Kennedy shook his head, “Vic, Elizabeth has been put in some very strange positions. But see how cheerful she is!”

“Yes. I left an odd situation back in America, but I’m pretty cheerful myself.”

Vic was determined not to spell any beans about the Mafia, or indeed, the likelihood that his father had been tortured to death by his inability to produce hidden money. He therefore concentrated on the awfulness of his mother. It was a funny thing because he’d never thought that she was really evil, and he did have some sympathy for her present state.

Elizabeth said, “I wasn’t thrilled with my mother either, but I do have some guilt over not feeling worse about her loss. Do you have the feeling that you could have managed things better with your family?”

“Well, yes. If I’d been like them, it would’ve been okay. A lot of it may be that they just aren’t intelligent. Which, as they say, they can’t help.”

“It’s a wonder that you’re so smart yourself. You must be some sort of genetic throwback.”

     When Vic went out the next morning to look up one of the mathematicians, he was wondering if he really was smart enough to be at Oxford. He caught Frank Collins as he was leaving a lecture hall and nervously introduced himself. He needn’t have worried.

     Collins was an Australian who spoke with some sort of mixed accent, but had Brownsville gestures. Of medium height and wiry, he looked as if he played soccer, but not rugby. He even recognized the assumed name, ‘Ross’, that Vic had been using ever since leaving Claremont. Collins added,

“I’ve had letters about you, young man, and I saw that little piece you had in the journal.”

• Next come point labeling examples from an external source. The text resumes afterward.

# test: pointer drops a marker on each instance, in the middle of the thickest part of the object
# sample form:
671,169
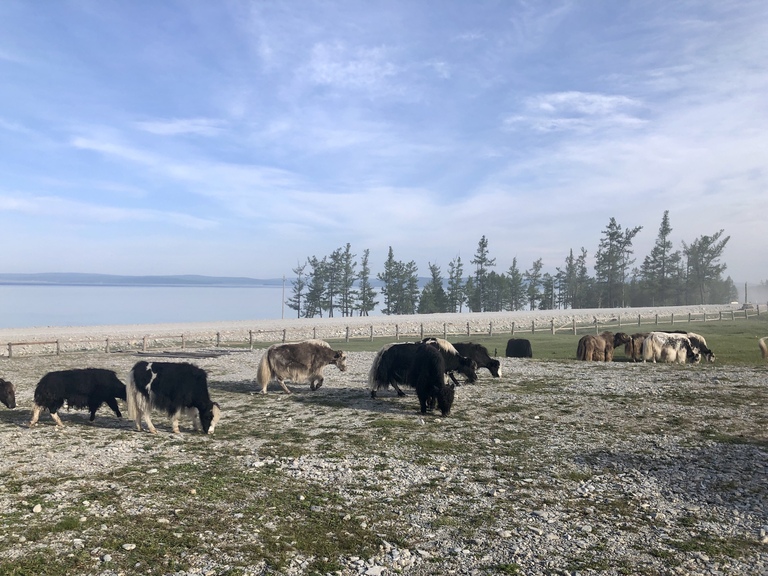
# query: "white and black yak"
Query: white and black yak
392,362
519,348
298,362
79,388
480,355
670,347
7,393
427,375
176,388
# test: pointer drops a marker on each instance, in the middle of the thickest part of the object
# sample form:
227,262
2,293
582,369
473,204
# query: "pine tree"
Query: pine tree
366,294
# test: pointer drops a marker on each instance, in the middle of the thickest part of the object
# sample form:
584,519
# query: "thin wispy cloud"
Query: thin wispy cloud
265,132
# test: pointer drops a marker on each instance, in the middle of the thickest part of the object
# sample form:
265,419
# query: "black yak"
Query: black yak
479,354
392,362
298,362
79,388
7,394
175,388
427,375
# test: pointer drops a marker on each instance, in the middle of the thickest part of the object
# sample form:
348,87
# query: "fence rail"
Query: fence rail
393,330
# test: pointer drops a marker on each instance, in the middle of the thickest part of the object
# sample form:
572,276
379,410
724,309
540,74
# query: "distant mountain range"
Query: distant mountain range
78,279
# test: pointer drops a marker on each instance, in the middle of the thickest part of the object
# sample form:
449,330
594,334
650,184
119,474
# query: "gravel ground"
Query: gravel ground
555,468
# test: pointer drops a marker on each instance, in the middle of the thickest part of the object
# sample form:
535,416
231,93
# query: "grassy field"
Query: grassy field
733,341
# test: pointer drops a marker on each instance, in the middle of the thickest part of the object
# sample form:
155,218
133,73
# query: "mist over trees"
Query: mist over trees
693,274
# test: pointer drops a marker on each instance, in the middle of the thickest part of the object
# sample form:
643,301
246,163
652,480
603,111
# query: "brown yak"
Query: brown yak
600,348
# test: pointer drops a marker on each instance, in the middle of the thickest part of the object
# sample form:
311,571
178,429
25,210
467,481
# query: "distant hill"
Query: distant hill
78,279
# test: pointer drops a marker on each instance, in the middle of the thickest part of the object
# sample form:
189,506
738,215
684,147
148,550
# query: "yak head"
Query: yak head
445,399
7,393
340,360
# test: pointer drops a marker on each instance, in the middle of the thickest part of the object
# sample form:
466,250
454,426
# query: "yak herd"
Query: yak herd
429,366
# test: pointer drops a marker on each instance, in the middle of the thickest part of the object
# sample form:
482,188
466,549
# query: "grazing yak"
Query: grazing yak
600,348
392,362
698,343
79,388
175,388
479,354
7,394
298,362
634,348
427,375
519,348
670,347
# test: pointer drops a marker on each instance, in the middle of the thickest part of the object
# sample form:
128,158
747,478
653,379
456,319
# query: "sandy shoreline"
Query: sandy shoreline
500,321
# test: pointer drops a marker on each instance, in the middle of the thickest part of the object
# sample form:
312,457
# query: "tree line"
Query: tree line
693,274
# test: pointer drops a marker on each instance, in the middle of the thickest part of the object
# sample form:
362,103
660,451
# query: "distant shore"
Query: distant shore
500,321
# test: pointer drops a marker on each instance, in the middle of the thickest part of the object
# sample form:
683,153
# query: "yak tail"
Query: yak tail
264,372
131,397
763,346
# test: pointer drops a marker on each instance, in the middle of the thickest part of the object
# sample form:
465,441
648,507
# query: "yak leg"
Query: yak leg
112,403
35,415
282,383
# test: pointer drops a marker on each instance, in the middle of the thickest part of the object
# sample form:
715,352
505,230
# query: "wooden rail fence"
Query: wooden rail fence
410,331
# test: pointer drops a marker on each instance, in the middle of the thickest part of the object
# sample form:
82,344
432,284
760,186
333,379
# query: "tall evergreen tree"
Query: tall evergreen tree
299,286
366,294
516,297
455,285
482,263
433,296
658,269
532,278
612,261
317,282
704,268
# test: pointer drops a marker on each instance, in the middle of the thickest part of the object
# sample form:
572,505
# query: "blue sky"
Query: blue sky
237,138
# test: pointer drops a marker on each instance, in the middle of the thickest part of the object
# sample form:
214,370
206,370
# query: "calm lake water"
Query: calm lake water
31,306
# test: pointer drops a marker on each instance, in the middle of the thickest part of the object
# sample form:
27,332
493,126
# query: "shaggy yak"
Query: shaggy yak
600,348
298,362
670,347
175,388
479,354
519,348
79,388
634,348
7,394
392,362
427,375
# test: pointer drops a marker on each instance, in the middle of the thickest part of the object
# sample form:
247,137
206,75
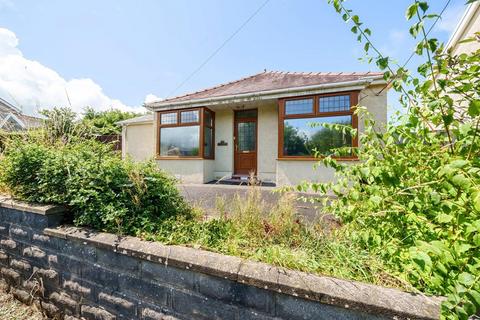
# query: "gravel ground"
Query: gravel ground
12,309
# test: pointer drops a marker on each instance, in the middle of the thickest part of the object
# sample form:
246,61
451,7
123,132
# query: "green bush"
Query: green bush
101,190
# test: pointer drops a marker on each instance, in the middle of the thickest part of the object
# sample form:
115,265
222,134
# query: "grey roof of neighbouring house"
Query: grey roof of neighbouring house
141,119
273,80
7,110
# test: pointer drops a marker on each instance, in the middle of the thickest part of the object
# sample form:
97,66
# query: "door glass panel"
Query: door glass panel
247,136
246,114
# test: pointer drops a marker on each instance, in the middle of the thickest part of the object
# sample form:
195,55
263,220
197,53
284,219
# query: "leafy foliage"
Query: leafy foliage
414,197
101,190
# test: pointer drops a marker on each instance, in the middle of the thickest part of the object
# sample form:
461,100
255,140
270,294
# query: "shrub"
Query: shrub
101,190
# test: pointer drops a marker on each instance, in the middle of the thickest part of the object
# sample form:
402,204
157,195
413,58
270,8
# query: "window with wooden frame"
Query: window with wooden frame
186,134
301,134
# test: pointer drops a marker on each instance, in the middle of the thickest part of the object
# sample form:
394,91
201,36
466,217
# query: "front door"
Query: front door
245,142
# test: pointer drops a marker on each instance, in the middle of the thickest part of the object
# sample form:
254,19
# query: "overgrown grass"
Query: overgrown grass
250,228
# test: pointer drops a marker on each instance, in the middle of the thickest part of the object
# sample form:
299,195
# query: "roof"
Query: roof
273,80
141,119
467,18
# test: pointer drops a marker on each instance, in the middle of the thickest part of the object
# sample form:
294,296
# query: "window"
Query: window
303,106
186,134
301,131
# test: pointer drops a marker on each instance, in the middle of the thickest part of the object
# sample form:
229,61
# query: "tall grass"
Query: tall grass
251,228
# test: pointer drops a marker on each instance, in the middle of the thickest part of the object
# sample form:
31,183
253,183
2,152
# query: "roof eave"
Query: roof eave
270,94
462,24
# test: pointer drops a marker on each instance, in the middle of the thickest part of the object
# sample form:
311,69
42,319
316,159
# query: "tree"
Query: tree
414,197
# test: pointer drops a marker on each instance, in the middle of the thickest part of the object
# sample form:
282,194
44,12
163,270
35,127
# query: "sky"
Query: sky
119,53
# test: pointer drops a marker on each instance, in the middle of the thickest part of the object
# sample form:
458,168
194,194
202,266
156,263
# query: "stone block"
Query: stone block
99,275
119,304
21,266
95,313
196,307
237,293
117,261
4,228
34,287
10,245
80,250
4,258
153,313
23,296
79,287
289,307
153,271
52,311
145,290
65,302
11,276
19,232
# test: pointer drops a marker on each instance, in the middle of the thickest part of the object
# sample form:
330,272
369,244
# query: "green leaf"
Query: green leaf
474,108
422,260
476,200
411,11
461,181
444,218
423,6
474,296
459,163
466,279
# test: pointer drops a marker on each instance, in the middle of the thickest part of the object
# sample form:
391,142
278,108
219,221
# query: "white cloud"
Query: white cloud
33,86
151,97
450,18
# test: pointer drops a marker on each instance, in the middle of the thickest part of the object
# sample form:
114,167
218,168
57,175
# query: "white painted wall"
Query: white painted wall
138,141
291,172
267,141
223,165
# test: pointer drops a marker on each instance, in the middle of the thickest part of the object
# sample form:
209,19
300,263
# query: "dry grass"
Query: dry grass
12,309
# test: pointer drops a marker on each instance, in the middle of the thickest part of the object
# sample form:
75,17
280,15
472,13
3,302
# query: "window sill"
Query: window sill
179,158
316,159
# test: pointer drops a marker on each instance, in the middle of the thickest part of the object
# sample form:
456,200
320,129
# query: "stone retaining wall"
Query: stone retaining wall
76,273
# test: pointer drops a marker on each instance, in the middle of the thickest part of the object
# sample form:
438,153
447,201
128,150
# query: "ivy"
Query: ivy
414,197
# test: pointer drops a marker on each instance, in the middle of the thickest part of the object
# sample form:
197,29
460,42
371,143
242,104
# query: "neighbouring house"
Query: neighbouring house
261,124
12,119
467,27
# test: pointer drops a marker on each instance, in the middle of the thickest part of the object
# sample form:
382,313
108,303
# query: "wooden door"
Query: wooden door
245,142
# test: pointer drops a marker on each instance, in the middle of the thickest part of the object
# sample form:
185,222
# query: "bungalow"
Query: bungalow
12,119
260,124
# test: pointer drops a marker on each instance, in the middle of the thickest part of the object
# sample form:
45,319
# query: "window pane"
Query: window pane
335,103
208,142
299,106
245,114
208,118
246,136
180,141
189,116
300,138
168,118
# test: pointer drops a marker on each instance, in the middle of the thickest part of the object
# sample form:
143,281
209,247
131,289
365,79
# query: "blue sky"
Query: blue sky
115,53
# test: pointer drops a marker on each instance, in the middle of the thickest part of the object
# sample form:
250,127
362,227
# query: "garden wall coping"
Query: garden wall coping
327,290
42,209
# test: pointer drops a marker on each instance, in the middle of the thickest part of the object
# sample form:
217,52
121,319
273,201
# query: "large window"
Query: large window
302,134
186,134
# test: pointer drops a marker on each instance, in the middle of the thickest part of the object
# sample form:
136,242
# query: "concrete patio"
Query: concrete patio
205,196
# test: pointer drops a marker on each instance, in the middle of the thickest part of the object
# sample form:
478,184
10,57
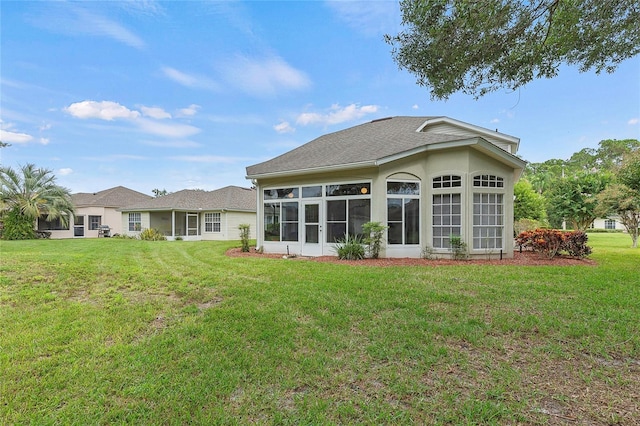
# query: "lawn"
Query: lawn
101,331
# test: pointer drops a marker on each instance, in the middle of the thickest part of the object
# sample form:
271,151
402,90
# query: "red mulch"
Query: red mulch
526,258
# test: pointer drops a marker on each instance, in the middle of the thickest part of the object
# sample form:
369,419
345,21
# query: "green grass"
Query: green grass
109,331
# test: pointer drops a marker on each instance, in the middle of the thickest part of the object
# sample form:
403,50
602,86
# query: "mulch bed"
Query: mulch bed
526,258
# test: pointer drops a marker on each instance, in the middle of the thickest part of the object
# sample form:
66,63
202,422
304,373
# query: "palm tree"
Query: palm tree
29,194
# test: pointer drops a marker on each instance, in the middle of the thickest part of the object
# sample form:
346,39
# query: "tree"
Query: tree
481,46
528,203
629,171
574,199
624,202
30,194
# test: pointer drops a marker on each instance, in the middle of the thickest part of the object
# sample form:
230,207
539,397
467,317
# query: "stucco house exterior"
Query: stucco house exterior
426,178
194,214
92,211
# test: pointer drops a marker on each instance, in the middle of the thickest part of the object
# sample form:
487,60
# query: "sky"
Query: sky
186,94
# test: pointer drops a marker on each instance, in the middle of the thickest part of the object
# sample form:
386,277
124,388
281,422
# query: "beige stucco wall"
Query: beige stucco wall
109,216
422,167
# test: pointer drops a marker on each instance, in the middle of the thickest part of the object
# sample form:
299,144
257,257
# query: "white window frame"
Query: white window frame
404,198
446,184
212,222
135,218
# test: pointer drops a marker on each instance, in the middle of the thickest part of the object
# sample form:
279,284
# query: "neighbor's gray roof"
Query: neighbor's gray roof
360,144
229,198
116,197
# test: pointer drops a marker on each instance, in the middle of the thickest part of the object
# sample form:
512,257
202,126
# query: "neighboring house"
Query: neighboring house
194,214
426,178
93,210
611,223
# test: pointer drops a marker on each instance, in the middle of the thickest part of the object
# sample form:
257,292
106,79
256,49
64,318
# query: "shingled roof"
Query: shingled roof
116,197
368,143
227,198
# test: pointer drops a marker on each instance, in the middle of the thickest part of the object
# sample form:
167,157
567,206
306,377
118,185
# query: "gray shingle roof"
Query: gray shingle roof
228,198
116,197
363,143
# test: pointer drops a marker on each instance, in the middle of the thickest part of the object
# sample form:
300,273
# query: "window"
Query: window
488,220
95,222
212,222
281,221
447,181
135,222
403,212
488,181
347,216
312,191
447,218
54,225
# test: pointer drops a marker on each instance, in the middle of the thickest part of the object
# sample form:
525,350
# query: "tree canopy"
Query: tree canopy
29,194
477,47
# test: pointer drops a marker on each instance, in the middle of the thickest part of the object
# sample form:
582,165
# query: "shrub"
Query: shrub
18,226
244,236
152,234
374,236
523,225
551,242
458,248
350,248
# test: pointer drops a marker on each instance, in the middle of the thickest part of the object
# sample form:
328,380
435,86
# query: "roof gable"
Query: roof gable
115,197
368,144
227,198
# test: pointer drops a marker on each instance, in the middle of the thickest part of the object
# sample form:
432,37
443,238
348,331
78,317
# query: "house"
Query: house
609,223
193,214
92,211
426,178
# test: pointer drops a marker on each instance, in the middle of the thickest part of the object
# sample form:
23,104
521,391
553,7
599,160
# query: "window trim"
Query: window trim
403,201
210,218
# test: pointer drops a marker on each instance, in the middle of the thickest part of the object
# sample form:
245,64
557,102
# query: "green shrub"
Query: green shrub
18,226
373,232
458,248
152,234
350,248
244,236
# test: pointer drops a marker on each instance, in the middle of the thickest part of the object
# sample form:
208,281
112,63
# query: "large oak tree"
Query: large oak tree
477,47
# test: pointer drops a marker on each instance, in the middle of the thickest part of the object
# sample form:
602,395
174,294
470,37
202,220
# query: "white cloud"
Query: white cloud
371,18
208,159
14,137
172,144
336,115
167,130
104,110
189,111
268,76
154,112
190,80
284,127
74,20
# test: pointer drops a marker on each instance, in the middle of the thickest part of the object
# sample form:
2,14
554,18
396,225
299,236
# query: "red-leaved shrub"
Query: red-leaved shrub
551,242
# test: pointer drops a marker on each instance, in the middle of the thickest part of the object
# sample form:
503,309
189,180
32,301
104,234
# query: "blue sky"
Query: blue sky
186,94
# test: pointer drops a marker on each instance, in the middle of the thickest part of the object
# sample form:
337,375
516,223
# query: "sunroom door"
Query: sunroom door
312,228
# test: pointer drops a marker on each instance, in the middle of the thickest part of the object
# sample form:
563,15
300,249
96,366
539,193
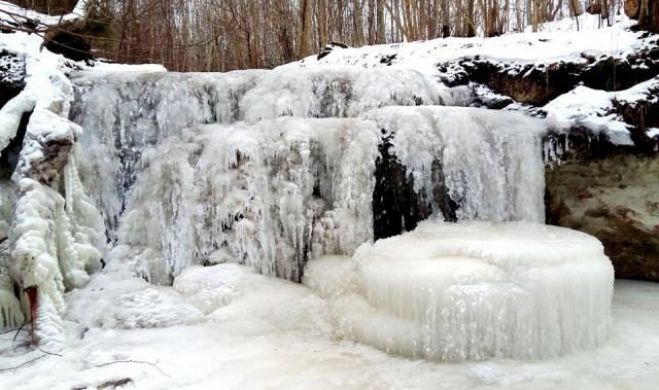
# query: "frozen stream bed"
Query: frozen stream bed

“It’s only two paragraphs long.”

“The better for reading. Ken Martz said you have lots of these little proofs. By the law of averages you can eventually put some of them together to get a big proof.”

This was a joke, and Vic was now relaxed enough to be amused. Collins eventually suggested, “If you can stand the warm English beer, we could drink a pint some night next week.”

Vic was sure that he could deal with the warm beer.